Now if you all had a question about beavers you’d ask me, right? And you know even if I didn’t know the answer you’d trust me not to make it up or pretend that I knew but take the trouble to find the right person who did. You know I’d never ask someone who knew nothing about the subject matter just because he’d say what I expected to hear because that would be foolish. Nature specializes, and if you want to know about jaguars you go to the jaguar expert, right?
We’re not quite as confident about the beaver education of “Ask a naturalist.com” run by Tom and Kate Pelletier. They maintain a fairly glossy website where they answer questions from readers in mostly accurate ways. Tom is a writer and Naturalist and Kate is the editor of the site and Operations Assistant for the Nature Conservancy. I believe at one time they lived in Massachusetts not very far away from Mike Callahan, but I’m thinking their beaver knowledge is not exactly top notch, based on the answer to this recent question:
Can I swim with beavers?
Common knowledge associates giardiasis and beavers so closely that people often call the disease “beaver fever.” However, it’s not clear that beavers very often contaminate people with Giardia. In fact, it seems that Giardia species tend to specialize. So the Giardia that most commonly infects beaver is different from the one that infects people. However, most Giardia have some ability to infect organisms other than their primary host, and you can find human-type Giardia in beavers. But the evidence suggests that when it is found in swimming waters and in beavers, the most common source of the human-type Giardia is not the beavers but people. Typically, it’s from untreated sewage that gets into the water or from fecal matter washing off people when they are in the water. For that reason, health officials recommend that people with diarrhea stay out of swimming waters.
When I asked Lihua Xiao, who is Chief of the Molecular Epidemiology Laboratory/WBDP of the Division of Foodborne, Waterborne, and Environmental Diseases for the United States Centers for Disease Control, for his opinion about swimming with beavers, he said flatly “I would not swim in a pond where beavers are active.”
First of all, just because it rhymes doesn’t mean its true. Yes beavers can cause Giardiasis just like any other mammal, and most mammals, as it happens, aren’t too particular about not pooping in the water. But they don’t carry it MORE. To be fair, he does go on to describe a study which showed that muskrats carried the disease far more commonly than beavers. BUT he accompanied it with a photo of a nutria which he only just recently changed when it was pointed out to him in by a reader in May two years after this article appeared. Which begs the question, naturalist?
If you do decide to swim in your beaver pond, you should, as much as possible, avoid swallowing the water, and you should never drink untreated surface waters. The recommendation is to boil or use filters that specifically say they will remove Giardia. The cysts of Giardia and Cryptosporidium are somewhat resistant to chlorine, so don’t count on that.
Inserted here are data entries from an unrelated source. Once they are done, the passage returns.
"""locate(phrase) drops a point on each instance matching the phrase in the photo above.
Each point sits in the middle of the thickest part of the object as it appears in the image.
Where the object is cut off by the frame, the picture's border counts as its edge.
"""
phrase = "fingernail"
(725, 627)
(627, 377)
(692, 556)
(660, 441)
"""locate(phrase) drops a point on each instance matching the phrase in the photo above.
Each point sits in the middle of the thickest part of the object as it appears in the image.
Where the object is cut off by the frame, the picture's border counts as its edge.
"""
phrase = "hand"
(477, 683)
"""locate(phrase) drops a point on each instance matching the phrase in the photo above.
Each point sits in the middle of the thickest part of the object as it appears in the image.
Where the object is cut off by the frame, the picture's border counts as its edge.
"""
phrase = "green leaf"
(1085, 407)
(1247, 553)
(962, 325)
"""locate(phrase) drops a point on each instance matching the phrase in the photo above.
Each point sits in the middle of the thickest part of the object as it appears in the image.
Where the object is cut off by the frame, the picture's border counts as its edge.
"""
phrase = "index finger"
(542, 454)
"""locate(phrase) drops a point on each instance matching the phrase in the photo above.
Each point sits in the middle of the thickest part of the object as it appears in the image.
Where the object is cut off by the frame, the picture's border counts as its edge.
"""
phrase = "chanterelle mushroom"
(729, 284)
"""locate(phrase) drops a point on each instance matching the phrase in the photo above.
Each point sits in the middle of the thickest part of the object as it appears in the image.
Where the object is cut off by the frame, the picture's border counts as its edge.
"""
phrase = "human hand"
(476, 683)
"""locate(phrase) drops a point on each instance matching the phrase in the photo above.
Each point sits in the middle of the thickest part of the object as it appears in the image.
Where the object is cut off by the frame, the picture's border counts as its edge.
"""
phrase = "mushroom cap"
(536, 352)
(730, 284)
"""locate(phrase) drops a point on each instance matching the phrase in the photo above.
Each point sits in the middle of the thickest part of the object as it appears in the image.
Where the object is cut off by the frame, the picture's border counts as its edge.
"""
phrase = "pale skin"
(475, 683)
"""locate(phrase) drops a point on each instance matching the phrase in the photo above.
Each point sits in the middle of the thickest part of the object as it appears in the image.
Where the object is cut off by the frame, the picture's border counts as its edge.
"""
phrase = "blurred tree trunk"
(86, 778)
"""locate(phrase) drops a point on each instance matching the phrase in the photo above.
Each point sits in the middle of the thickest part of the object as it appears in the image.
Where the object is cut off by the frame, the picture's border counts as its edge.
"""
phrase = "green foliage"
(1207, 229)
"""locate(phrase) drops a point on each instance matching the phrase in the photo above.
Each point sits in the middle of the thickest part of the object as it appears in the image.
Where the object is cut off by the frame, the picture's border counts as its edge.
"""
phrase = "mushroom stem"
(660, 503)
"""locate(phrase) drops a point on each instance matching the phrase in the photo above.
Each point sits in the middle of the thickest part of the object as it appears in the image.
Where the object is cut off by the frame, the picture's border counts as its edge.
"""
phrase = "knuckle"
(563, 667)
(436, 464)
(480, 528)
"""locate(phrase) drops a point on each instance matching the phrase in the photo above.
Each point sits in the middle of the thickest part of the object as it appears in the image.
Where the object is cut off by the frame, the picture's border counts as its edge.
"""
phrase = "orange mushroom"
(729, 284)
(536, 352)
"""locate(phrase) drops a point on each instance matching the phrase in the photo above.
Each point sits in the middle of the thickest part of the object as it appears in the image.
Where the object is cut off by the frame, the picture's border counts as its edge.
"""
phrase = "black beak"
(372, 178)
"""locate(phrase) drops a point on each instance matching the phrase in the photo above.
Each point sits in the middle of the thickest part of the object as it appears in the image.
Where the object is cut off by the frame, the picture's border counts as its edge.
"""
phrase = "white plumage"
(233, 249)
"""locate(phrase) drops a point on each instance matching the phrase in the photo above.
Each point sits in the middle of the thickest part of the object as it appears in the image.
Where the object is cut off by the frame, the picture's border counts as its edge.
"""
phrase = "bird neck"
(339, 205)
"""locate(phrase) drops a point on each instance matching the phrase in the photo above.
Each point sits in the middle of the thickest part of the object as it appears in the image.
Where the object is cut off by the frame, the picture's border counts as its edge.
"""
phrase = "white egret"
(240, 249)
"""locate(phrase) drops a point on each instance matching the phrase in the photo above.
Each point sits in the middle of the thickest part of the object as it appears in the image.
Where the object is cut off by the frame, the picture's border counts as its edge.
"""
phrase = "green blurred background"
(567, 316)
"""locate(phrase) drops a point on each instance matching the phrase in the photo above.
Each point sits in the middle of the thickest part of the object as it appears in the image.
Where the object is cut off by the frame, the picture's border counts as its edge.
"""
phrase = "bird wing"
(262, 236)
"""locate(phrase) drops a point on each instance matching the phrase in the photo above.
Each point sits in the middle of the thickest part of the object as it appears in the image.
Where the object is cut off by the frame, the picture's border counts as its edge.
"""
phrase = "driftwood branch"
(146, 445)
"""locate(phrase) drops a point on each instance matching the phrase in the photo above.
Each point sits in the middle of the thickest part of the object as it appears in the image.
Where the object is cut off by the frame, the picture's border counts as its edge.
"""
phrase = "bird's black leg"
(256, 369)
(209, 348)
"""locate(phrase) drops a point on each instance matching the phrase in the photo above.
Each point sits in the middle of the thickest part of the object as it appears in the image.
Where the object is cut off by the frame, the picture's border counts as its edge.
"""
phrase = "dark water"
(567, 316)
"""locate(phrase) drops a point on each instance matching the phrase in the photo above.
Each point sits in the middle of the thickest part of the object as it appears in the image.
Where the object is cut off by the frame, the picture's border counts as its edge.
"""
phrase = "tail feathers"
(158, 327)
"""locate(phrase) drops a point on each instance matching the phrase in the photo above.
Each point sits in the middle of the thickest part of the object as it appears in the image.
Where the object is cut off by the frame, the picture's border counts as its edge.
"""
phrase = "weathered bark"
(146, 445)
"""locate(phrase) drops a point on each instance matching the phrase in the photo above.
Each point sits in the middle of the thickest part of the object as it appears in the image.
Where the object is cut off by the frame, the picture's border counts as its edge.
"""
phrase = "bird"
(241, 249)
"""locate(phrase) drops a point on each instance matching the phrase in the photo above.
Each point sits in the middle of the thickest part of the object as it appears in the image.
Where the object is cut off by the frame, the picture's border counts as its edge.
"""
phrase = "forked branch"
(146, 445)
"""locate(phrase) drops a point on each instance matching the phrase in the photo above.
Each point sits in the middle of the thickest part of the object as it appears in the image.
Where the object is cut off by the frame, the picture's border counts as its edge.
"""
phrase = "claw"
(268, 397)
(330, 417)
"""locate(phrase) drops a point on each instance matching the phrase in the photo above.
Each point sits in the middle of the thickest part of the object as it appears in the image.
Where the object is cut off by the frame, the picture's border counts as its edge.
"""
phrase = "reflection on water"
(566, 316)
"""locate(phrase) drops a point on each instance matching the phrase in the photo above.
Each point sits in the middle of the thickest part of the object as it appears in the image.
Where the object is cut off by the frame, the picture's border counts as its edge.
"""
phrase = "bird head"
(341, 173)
Boiling and filtration will also kill or remove most other waterborne diseases and parasites at the same time, including any worm-like parasite.
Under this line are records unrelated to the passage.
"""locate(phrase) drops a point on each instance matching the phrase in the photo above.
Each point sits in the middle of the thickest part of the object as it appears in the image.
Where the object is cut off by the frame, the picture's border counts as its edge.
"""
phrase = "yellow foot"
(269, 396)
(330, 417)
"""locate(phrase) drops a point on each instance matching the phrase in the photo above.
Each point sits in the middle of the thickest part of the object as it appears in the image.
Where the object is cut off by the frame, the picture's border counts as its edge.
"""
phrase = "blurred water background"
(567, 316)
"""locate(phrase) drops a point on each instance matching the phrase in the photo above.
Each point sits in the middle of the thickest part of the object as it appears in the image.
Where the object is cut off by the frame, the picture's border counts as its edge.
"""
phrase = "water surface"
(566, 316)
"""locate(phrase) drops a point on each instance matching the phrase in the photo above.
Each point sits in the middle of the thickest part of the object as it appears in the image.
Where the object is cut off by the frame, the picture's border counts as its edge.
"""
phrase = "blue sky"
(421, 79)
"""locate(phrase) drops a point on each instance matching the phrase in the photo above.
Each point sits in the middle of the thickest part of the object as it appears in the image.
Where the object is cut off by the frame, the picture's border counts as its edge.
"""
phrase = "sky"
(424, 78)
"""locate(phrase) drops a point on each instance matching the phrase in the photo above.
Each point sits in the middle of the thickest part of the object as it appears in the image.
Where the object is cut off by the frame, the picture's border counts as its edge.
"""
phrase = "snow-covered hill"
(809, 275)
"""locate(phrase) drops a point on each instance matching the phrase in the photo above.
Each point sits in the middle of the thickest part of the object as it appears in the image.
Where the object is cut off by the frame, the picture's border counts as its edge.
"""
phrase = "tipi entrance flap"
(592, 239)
Do you think Tom has read any of the humorous articles from beaver researchers in other countries that point out that it’s only ENGLISH speaking nations that associate beavers with beaver fever because of it’s only in our language that they rhyme? Do you think he knows that the biggest risk of swimming is for dogs when folks let them swim too close to their families in June and July when they are protecting kits? Do you think he’s ever seen this photo of beaver expert Sharon Brown doing this?
I’m going out on a limb and saying the answer to these questions is NO. He does end the article with a reference to a Washington state website on living with beavers, but that is small compensation after talking to the foremost researcher on infectious diseases who, last I checked, knew bunk about beavers.